Cette version 2013 s'applique désormais quel que soit le statut ganglionnaire (N0 ou N+), ainsi qu'en post opératoire (avec des adaptations compte tenu des modifications liées à la chirurgie). Pour les ganglions en rupture capsulaire (20 à 40 % de risque si N < 1cm, 75 % si > 3cm) ou N2, deux études (Apisarnthanarax et al. IJROBP 2006 et Ghadjar P et al. IJROBP 2010) ont montré que l’envahissement périganglionnaire ne dépasse pas les 8 mm dans 96 % des cas. Il n'est donc plus recommandé de prendre la totalité du muscle adjacent mais seulement une expansion isotropique de 10 à 20 mm.

L'aire IV est désormais divisée en IVa (groupe jugulaire moyen) et IVb (groupe supraclaviculaire médial). La limite de l'aire IVa se trouve 2 cm au-dessus de l'articulation sternoclaviculaire, suivie par l'aire IVb qui se termine au niveau de la partie supérieure du manubrium sternal. Une aire Vc (sus-claviculaire latéral) a été définie, située en continuité des aires Va et Vb. Elle est décrite comme pouvant être atteinte lors de tumeurs nasopharyngées.

Enfin trois nouvelles aires ont été définies. Il s'agit des aires VIII (aire parotidienne), IX (bucco-faciale) et X (rétro-auriculaire et occipitale). Ces recommandations ont pour mérite de permettre une nouvelle standardisation partagée par la plupart des groupes et donc une meilleure uniformisation des pratiques, aussi bien lors d'essais cliniques qu'en routine. Les auteurs insistent sur le fait que ces recommandations ne constituent pas un thésaurus pour les indications de traitement (aires à traiter, doses…).
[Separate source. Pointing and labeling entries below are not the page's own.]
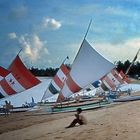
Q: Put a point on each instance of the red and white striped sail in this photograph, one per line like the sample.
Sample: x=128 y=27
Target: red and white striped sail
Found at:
x=57 y=83
x=88 y=66
x=3 y=72
x=18 y=80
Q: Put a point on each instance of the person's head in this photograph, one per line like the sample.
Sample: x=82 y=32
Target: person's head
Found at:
x=79 y=110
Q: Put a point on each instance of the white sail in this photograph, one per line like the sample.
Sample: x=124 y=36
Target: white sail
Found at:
x=88 y=66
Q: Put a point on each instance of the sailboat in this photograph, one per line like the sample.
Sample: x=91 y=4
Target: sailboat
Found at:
x=17 y=80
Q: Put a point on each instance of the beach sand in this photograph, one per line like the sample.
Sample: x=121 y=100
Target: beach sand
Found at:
x=116 y=122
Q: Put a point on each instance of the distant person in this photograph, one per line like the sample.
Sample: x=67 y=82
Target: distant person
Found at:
x=80 y=119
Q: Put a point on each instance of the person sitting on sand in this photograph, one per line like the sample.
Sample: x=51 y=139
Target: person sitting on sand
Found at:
x=80 y=119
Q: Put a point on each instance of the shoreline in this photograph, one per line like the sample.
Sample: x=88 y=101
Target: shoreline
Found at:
x=115 y=122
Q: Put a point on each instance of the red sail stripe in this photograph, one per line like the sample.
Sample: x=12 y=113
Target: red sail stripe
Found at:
x=73 y=86
x=64 y=69
x=58 y=81
x=116 y=75
x=22 y=75
x=6 y=87
x=110 y=83
x=3 y=72
x=124 y=76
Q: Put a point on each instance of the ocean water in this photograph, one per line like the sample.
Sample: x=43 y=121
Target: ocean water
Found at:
x=38 y=91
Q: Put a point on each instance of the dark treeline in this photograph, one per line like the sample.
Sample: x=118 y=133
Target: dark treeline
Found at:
x=134 y=70
x=50 y=72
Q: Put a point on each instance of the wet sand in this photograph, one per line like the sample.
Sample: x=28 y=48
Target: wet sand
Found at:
x=117 y=122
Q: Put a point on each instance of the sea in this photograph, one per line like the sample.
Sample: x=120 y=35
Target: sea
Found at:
x=37 y=93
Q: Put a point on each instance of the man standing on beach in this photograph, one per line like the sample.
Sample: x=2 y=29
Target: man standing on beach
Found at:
x=80 y=119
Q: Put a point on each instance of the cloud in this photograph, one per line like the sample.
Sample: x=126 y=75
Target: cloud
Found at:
x=33 y=47
x=12 y=35
x=119 y=52
x=51 y=23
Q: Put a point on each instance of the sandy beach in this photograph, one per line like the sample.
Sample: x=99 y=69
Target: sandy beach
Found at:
x=116 y=122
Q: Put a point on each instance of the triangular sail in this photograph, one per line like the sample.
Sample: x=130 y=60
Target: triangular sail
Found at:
x=57 y=83
x=18 y=80
x=88 y=66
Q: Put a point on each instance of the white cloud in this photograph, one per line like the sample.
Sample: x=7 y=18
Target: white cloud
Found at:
x=33 y=47
x=124 y=51
x=51 y=23
x=12 y=35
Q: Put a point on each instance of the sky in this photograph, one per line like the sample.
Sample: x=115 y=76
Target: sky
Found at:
x=49 y=30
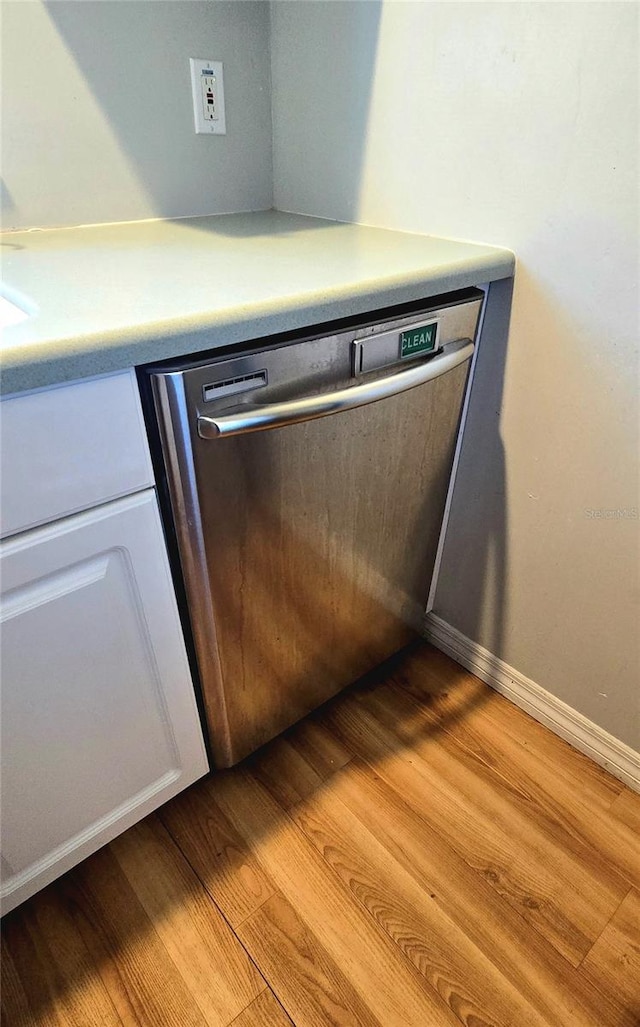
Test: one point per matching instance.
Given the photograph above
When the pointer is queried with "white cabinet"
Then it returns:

Il se pose d'ailleurs la question de l'intégration au quotidien de ces nouvelles aires, notamment l'aire IX, qui risque d'entraîner une augmentation importante des volumes de traitement. L'autre remarque étant le choix d'une approche radio-anatomique au lieu de l'approche clinico-chirurgicale (peut-être plus proche de la réalité des récidives ?) qui prédominait dans les recommandations précédentes.